# Does a Mantis has the ability to hurt a human's finger???



## Mikevamp (Feb 27, 2005)

Hi guys,

Kind of curious here! Since Mantis can grow up to a size where it can catch hold or kill its prey with a single grab, so the questin is does a adult size mantis has the ability to hurt a human's finger while u put them on your hand?

Anyway, im still looking for Mantis to be shipped to Singapore.
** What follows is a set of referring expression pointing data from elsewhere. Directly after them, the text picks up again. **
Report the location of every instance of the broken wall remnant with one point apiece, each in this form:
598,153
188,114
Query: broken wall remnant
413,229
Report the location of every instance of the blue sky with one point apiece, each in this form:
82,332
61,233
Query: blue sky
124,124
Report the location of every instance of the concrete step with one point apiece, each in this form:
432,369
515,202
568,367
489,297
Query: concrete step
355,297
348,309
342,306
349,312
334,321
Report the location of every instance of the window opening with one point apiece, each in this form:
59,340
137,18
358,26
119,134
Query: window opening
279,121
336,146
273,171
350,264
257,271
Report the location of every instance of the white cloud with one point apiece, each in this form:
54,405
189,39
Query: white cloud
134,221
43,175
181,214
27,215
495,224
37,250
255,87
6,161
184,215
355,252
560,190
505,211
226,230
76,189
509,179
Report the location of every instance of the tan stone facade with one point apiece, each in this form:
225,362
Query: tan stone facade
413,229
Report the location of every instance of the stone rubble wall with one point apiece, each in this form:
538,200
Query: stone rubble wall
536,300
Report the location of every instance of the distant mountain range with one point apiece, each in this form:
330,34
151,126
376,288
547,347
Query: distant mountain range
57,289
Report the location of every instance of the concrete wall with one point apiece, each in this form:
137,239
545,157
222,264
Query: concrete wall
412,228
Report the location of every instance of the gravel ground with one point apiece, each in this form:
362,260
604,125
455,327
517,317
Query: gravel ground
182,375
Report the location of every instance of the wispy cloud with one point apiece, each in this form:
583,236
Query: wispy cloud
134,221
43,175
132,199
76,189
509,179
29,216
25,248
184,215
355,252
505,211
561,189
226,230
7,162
Kindly contact me at [email protected]

Thanks &amp; Regards,

Mikevamp


----------



## MicroMantis (Feb 27, 2005)

No, the kind that you would keep can't damage you finger. It might hurt but not damage it. It only gets ugly when they attack your eye or other weak spots that can bleed. Read your other post in gen. section to see how you can avoid getting hurt.


----------



## Rick (Feb 27, 2005)

Yes a mantis can cause an injury to a finger. Not a severe injury but an injury nonetheless. Most likely just a prick that would produce a small amount of blood.


----------



## MicroMantis (Feb 27, 2005)

You must keep bigger mantises than I do.


----------



## Rick (Feb 27, 2005)

> You must keep bigger mantises than I do.
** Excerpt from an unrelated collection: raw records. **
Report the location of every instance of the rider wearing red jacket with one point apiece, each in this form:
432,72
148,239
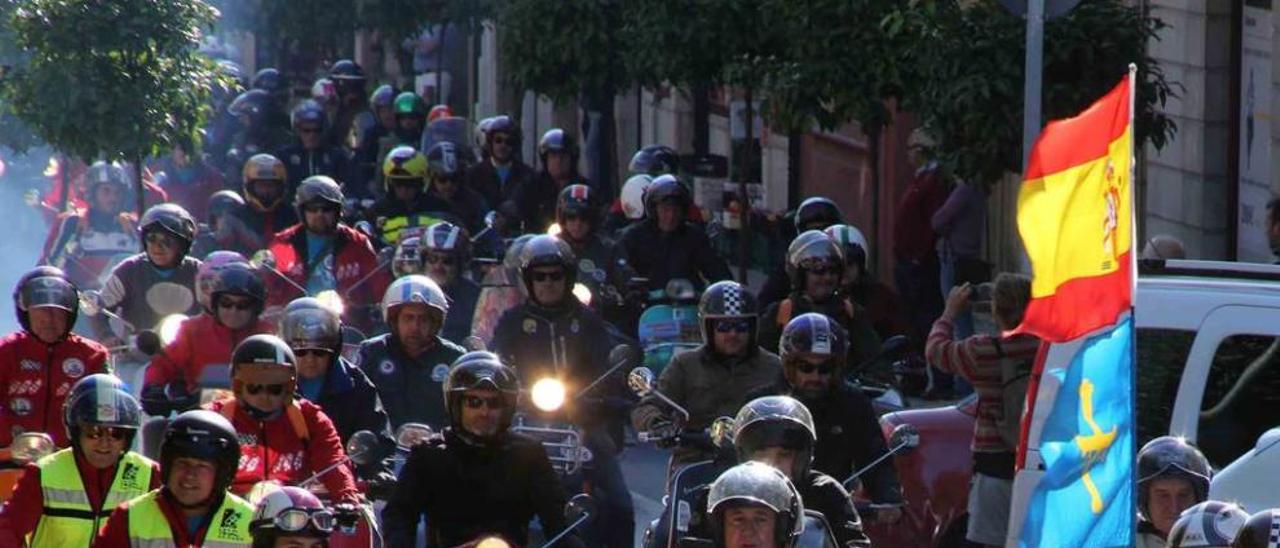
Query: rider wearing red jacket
282,438
40,362
206,339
Any large species can inflict a good pinch to a finger. I have some tenedora and H grandis'. I am betting these s. viridis could as well considering the size of their front legs.


----------



## Andrew (Feb 27, 2005)

I got nailed by a European once, and that didnt feel too good. Im scared to see what my I. Oratoria's would be able to do.. tough little guys.  

Thanks,

Andrew


----------



## MicroMantis (Feb 27, 2005)

Yes, I know, but in the other post he sent, I recomended him to get a small species of mantis.


----------



## Mikevamp (Feb 28, 2005)

> Yes, I know, but in the other post he sent, I recomended him to get a small species of mantis.


Thanks for all your comment?

So what is the smaller species you would recommend?

Or is there any way to stop them from frow too big?


----------



## Rick (Feb 28, 2005)

But it really is a very small chance that a mantis will grab a hold of your finger. Generally you don't have to worry about it unless you grab the mantis. They don't like that.


----------



## MicroMantis (Feb 28, 2005)

Or eat their cockroachs, they HATE that!


----------



## MicroMantis (Feb 28, 2005)

Like I said before, get one of the 10 cm. long mantises and don't handle it to much. Just let it walk on your hand, do not try to pick up by the waist. If you do, there is a chance of it biting you and a greater chance of it snapping in half.

Go somewhere like www.mantisuk.com for size and aggresiveness of each mantis, as for getting one to you, I have no clue.

Last, the ones you catch outside are, most of the times, pretty big, so be careful with those.


----------



## Mikevamp (Mar 1, 2005)

Wow... thks alot  

I really learn alot here


----------



## FieroRumor (Mar 1, 2005)

When I was a kid, I was playing with an adult chinese mantis, and he caught my finger in just the right way that he broke the skin. Felt like a rose thorn. I survived. :roll:

if you are a bit scared of these terrifying insects, you could always wear a pair of gloves.

And as others have said, don't pick them up by their waist(or pick them up using your teeth). they kinda HATE that.


----------



## Mikevamp (Mar 2, 2005)

How sad.... until now i still cant find anyone who is willing to do shipment to Singapore..... When can i have one as pet like u guys??? :?


----------